Booker T. Washington signed it — and the rest is mystery

“On a warm January day in 1903, the most famous and influential black leader in America came to San Diego.

“Booker T. Washington created such a stir that roughly 15 percent of the city’s population showed up to hear him speak on ‘The Negro Problem.’

“Washington’s visit is a little-known episode in the city’s halting march forward on civil rights, and now it has a fascinating footnote, a bit of cross-country serendipity involving an autographed first-edition book, a library sale and a retired law enforcement administrator with a keen eye for what things are and where they belong.

“The book is ‘Character Building,’ a 1902 collection of speeches by Washington. He signed it and gave it to his host in San Diego, George Marston, the city’s most prominent merchant, who in turn cherished it enough to put one of his personal bookplates on the inside of the front cover.

“And then, somehow, it wound up in North Carolina 112 years later….”

— From “Book bought in North Carolina comes home to San Diego” by John Wilkens in the San Diego Union-Tribune (Sept. 5)

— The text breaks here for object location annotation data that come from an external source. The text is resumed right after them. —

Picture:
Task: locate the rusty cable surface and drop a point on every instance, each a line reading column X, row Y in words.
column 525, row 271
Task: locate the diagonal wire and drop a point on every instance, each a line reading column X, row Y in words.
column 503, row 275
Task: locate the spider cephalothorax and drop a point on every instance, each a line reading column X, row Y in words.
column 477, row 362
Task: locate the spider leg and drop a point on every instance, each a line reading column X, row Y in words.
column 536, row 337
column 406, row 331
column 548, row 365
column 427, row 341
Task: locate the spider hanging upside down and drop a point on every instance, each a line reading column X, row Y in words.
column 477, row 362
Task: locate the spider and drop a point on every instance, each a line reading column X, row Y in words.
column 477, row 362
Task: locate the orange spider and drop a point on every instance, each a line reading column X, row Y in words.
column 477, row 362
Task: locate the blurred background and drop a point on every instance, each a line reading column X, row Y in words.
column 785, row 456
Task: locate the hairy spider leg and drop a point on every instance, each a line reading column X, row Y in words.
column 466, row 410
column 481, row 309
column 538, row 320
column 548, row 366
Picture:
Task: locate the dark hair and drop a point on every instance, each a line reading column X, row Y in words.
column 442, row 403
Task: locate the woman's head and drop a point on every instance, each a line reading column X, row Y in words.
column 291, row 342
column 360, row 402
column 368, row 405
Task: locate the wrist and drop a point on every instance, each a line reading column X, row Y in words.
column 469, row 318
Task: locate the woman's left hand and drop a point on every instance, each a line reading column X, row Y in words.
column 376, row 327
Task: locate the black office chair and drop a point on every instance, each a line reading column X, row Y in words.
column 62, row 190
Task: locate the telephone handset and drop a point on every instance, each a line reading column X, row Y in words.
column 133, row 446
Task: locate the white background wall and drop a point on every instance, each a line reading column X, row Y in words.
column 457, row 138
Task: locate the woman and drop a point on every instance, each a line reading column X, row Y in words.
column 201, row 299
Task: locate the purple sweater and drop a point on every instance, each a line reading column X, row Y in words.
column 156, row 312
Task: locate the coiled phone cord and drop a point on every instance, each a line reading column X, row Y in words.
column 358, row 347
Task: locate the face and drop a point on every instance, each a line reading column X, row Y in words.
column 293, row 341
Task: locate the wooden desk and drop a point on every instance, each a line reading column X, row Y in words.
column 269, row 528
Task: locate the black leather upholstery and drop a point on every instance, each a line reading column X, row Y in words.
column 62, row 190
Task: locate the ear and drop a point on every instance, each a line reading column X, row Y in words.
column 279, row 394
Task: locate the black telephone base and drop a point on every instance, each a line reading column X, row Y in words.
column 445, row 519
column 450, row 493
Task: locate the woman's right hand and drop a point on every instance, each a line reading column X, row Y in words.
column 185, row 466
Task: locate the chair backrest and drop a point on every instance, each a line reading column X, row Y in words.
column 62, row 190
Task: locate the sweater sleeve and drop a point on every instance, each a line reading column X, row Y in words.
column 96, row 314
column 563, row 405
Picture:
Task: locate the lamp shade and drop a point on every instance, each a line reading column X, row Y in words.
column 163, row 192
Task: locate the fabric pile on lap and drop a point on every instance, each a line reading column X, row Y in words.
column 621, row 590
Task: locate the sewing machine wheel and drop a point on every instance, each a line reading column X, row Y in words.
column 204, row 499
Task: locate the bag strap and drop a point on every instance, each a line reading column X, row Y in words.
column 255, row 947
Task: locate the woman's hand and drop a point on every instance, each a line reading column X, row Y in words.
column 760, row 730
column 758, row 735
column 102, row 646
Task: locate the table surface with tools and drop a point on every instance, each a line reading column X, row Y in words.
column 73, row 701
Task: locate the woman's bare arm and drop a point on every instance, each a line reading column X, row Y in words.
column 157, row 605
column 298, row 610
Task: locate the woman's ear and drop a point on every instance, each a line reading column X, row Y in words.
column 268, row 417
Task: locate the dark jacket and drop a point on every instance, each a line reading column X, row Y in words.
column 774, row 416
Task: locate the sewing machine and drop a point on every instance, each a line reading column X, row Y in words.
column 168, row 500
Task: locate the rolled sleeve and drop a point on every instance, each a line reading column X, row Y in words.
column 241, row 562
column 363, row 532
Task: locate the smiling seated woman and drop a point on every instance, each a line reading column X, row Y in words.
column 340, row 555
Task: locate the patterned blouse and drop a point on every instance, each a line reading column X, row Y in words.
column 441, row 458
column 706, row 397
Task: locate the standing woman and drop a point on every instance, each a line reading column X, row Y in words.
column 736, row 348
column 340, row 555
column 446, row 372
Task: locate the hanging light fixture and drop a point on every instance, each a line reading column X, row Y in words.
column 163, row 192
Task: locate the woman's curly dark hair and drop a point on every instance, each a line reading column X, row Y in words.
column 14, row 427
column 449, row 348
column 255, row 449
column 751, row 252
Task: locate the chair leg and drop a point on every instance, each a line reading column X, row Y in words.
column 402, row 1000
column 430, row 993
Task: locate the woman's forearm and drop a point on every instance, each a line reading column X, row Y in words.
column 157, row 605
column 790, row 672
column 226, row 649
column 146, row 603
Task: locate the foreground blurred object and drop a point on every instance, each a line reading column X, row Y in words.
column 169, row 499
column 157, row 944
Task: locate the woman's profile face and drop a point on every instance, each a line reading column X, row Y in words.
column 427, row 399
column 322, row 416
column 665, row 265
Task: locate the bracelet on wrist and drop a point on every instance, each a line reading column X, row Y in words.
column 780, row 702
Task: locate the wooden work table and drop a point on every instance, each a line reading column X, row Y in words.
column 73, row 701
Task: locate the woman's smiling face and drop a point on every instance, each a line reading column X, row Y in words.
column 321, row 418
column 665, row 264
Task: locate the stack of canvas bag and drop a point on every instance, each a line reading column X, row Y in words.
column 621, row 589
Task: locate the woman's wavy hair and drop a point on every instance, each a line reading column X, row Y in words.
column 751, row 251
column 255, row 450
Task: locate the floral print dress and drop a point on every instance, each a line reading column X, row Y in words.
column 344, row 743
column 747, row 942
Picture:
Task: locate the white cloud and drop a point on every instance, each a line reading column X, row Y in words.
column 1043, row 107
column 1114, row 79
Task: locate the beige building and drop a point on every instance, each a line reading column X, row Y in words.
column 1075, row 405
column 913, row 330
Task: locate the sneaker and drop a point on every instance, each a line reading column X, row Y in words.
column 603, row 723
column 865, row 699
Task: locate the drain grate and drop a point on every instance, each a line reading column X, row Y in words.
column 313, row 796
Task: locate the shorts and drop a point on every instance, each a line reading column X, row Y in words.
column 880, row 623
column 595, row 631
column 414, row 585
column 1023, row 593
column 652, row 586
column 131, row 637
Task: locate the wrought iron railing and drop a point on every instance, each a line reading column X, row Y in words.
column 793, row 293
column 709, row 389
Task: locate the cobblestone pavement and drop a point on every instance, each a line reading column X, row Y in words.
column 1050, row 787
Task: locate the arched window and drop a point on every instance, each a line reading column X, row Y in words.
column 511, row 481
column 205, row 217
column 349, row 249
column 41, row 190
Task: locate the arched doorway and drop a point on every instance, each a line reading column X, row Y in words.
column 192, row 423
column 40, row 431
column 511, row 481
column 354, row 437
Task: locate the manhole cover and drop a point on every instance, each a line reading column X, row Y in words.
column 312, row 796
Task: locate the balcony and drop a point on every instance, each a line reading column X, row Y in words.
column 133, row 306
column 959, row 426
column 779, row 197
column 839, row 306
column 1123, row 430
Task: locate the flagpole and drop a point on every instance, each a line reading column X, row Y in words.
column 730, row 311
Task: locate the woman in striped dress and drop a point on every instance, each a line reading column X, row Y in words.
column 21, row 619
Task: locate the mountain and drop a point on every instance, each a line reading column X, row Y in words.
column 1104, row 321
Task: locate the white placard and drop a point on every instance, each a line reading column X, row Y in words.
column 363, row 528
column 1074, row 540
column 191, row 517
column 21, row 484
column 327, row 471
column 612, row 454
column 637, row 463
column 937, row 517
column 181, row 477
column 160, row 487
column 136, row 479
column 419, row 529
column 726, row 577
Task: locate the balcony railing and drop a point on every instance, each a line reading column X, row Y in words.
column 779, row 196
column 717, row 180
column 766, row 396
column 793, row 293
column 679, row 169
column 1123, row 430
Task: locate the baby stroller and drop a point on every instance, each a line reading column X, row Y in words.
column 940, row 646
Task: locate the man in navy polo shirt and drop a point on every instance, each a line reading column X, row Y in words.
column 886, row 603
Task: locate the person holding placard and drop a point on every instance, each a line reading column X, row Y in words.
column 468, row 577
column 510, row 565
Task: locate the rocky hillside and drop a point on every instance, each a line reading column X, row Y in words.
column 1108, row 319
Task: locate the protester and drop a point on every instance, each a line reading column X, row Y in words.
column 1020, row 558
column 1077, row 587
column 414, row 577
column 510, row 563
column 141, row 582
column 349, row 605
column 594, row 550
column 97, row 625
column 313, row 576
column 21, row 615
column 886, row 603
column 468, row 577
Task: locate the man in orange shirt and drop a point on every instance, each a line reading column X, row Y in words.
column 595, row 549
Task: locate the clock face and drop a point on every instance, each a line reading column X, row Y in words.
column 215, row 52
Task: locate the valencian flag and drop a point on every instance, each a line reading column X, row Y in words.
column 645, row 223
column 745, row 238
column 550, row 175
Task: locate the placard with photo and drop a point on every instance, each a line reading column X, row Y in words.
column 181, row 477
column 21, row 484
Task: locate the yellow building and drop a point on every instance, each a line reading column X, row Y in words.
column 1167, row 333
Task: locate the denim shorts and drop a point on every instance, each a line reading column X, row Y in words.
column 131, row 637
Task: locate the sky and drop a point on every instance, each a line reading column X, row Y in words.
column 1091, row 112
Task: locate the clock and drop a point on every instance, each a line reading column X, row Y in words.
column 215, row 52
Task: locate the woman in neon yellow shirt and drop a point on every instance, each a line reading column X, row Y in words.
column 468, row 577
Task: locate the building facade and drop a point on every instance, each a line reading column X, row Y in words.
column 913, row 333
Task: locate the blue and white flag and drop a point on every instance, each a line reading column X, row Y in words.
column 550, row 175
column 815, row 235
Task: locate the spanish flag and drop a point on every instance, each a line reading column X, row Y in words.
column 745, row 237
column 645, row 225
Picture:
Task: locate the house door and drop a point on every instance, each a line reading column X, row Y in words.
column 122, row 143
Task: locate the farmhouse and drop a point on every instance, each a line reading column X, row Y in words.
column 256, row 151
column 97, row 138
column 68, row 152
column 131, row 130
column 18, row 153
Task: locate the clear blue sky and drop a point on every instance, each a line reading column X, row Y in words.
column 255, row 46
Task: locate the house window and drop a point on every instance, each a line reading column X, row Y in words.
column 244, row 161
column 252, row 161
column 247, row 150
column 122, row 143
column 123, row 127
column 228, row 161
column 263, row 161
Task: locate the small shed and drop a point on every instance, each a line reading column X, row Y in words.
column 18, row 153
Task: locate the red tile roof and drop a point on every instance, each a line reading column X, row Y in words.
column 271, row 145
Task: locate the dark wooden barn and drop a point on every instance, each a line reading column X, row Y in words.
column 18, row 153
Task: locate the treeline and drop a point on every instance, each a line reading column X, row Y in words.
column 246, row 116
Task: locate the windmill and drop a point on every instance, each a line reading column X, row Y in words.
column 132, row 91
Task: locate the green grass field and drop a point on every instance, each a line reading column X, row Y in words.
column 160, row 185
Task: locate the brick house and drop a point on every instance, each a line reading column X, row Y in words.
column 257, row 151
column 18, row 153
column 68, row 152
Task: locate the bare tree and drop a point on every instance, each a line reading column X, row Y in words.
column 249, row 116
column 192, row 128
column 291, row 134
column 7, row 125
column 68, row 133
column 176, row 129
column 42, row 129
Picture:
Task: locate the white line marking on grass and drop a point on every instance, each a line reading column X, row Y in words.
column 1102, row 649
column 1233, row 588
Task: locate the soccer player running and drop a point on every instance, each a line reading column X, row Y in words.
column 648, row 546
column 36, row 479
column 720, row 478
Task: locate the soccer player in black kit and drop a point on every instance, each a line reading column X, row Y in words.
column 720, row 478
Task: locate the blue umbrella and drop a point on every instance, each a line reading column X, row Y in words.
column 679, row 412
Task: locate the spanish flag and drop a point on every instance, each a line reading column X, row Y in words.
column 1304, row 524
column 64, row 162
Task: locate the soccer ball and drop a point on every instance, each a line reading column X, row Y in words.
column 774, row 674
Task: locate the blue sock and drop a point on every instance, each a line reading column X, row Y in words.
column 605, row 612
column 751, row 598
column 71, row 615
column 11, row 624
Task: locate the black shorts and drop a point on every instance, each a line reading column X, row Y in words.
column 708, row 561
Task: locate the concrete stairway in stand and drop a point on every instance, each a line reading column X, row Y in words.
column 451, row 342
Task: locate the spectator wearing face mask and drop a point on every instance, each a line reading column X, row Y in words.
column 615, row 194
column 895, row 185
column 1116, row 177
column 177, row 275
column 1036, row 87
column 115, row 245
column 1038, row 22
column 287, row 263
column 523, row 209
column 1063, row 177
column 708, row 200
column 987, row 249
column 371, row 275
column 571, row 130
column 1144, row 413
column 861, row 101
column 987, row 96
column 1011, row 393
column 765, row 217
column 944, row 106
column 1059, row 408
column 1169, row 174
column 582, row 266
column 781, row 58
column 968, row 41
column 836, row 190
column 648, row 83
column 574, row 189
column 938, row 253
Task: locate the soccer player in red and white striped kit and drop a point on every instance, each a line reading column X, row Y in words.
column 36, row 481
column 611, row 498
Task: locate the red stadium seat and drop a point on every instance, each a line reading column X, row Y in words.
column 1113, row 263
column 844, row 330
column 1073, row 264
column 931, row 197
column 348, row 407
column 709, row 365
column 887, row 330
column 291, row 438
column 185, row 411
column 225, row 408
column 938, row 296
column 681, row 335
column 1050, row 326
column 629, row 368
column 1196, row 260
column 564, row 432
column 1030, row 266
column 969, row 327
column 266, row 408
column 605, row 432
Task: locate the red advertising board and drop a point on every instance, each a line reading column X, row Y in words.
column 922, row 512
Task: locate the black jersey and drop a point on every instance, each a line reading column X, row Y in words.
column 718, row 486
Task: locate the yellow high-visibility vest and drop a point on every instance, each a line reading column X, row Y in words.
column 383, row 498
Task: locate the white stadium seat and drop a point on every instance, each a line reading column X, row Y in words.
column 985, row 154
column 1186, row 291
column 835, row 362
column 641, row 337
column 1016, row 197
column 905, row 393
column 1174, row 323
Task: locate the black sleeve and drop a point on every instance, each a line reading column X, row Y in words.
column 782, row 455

It was High Point Public Library volunteer Bill Phillips who spotted the book, paid $2 for it and donated it to the San Diego History Center. But Phillips has not a clue to its puzzling past: “I hope some unsuspecting person will come forward and say, ‘Oh, that was in a batch of books I left there.’ “

Might any Miscellany readers know (or want to speculate) how “Character Building” made its way from San Diego to High Point?